Ten leaders of the independence movement in the Anglophone regions of Cameroon could be at risk of torture and unfair trials if extradited from Nigeria, where they have been arrested and detained in secret for one week, Amnesty International said on Friday, January 12. The NGO is opposing the extradition of English-speaking leaders arrested in Nigeria on January 5th.
“On 5 January, armed men in plain clothes stormed a hotel in Nigeria’s capital, Abuja where the pro- independence activists were meeting, and arrested them without presenting a warrant or providing an explanation,” Amnesty International informed.
“They are being held incommunicado, without any access to a lawyer, in contravention of Nigerian law which demands they must be seen by a judge within 48 hours,” the report went on.
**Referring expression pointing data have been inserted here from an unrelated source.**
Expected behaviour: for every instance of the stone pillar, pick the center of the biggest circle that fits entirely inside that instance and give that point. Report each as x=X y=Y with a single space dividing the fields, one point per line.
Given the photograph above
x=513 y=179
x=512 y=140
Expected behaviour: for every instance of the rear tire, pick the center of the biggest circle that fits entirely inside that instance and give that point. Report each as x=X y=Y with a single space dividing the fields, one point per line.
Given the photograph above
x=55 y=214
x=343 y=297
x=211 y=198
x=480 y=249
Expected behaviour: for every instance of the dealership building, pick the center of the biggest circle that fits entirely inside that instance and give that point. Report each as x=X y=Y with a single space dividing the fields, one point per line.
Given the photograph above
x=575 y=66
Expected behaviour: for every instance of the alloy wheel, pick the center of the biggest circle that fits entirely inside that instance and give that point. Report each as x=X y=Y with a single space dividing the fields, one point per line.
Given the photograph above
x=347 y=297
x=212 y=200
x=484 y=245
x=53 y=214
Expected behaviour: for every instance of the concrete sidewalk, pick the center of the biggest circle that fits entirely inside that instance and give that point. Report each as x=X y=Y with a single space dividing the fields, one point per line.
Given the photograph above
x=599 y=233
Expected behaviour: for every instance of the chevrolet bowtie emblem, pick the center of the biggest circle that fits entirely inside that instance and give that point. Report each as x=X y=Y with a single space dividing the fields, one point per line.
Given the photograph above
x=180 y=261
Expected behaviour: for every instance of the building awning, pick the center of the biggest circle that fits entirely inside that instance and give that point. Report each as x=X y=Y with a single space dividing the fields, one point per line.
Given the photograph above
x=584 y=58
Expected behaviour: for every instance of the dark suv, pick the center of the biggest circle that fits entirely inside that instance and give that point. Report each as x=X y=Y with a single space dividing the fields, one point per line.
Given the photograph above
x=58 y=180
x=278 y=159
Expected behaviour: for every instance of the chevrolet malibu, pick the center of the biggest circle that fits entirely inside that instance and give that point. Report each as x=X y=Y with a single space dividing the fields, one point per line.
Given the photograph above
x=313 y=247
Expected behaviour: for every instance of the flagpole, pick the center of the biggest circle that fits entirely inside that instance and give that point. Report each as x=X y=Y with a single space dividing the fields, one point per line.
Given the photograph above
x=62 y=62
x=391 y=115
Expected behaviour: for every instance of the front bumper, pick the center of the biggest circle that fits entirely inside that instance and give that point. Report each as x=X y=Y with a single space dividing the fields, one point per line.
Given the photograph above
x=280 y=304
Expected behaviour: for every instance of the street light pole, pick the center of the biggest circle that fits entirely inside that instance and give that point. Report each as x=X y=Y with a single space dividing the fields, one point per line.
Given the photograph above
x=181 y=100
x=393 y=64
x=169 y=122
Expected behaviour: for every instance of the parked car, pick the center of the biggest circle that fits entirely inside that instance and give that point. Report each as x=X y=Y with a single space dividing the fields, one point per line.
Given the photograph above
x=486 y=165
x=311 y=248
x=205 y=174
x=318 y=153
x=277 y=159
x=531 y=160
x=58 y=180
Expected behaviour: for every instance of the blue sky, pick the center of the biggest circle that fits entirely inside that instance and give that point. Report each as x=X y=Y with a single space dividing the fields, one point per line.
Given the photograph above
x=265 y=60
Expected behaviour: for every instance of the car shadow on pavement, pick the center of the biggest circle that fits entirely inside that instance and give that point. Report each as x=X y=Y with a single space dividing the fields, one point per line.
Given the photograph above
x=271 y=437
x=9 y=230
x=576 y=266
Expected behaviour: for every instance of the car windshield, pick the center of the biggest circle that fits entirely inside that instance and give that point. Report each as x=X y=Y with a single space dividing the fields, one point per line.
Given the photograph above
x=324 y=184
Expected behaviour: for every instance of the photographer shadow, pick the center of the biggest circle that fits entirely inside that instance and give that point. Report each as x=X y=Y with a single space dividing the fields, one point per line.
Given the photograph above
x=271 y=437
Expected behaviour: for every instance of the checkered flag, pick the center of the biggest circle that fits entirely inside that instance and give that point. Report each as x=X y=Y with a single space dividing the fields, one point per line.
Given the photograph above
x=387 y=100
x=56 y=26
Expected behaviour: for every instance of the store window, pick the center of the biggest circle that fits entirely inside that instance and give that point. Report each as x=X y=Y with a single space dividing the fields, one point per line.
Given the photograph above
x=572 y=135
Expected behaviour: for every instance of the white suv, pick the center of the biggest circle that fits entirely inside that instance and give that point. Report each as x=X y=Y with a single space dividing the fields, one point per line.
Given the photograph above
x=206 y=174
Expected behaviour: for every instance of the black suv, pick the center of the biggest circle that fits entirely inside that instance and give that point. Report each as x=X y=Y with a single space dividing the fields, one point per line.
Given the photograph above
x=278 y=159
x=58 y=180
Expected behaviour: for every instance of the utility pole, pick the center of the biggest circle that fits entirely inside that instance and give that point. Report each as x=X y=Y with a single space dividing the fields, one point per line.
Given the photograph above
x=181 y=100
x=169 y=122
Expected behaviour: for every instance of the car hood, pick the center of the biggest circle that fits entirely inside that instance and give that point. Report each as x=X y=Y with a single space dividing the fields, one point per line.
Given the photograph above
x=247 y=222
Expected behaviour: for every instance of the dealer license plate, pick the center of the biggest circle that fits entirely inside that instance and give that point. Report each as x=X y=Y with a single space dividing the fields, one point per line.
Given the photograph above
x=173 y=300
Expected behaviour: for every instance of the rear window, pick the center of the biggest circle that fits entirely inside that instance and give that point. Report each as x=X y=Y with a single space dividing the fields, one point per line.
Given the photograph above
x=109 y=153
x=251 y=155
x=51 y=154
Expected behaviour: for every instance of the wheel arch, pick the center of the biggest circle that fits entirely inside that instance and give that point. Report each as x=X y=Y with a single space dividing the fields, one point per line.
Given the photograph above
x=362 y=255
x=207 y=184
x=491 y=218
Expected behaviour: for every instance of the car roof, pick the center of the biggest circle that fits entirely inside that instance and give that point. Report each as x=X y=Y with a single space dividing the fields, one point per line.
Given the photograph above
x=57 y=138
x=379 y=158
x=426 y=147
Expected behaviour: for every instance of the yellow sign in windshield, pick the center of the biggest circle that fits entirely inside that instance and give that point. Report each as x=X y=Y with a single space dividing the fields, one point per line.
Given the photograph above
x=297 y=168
“Human rights lawyers in Nigeria have said that an extradition request has been made by the Cameroonian government, but no details have been made public.”
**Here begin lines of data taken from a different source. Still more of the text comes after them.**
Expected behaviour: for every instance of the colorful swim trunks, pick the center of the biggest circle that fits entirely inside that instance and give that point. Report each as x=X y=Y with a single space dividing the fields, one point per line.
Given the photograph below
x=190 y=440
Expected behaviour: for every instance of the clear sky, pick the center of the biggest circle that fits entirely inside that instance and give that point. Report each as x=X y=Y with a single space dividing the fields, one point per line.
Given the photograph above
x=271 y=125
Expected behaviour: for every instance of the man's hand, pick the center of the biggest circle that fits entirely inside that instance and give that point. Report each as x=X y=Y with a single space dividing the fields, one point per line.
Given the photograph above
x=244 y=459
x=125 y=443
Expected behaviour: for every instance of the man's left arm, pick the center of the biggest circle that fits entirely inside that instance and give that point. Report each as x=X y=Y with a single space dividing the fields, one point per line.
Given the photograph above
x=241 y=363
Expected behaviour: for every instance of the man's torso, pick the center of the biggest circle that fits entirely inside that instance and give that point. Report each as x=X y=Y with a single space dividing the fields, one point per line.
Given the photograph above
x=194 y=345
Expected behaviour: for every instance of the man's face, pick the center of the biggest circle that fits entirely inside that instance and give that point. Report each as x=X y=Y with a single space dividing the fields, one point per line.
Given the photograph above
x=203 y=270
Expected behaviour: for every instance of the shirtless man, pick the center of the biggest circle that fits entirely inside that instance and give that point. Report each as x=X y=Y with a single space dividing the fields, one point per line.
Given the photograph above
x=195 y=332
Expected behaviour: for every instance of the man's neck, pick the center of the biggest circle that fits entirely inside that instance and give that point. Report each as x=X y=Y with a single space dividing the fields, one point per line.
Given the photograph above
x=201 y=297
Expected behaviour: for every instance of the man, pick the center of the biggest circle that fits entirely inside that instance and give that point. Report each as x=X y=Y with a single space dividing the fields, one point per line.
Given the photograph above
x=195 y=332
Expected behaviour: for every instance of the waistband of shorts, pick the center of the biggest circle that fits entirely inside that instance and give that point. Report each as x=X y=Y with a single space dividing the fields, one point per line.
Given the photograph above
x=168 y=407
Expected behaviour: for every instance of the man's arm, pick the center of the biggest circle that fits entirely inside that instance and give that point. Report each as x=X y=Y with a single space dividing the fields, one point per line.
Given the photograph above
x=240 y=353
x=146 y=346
The separatist leaders in question were arrested 10 days ago, while holding a meeting in Abuja, Nigeria’s political capital. Up till date, the place of their detention remains a secret, with so many conflicting reports on the arrested. The Nigerian and Cameroonian government have been silent on their arrest. Harmony Bogba has been appointed as the new interim leader of the government of Southern Cameroon; a move showing that separatists in the North West and South West are not ready to give up the fight.
All those arrested were legally living in Nigeria, and some had been granted political asylum. Under Nigerian law, it would be illegal to extradite the activists for political crimes.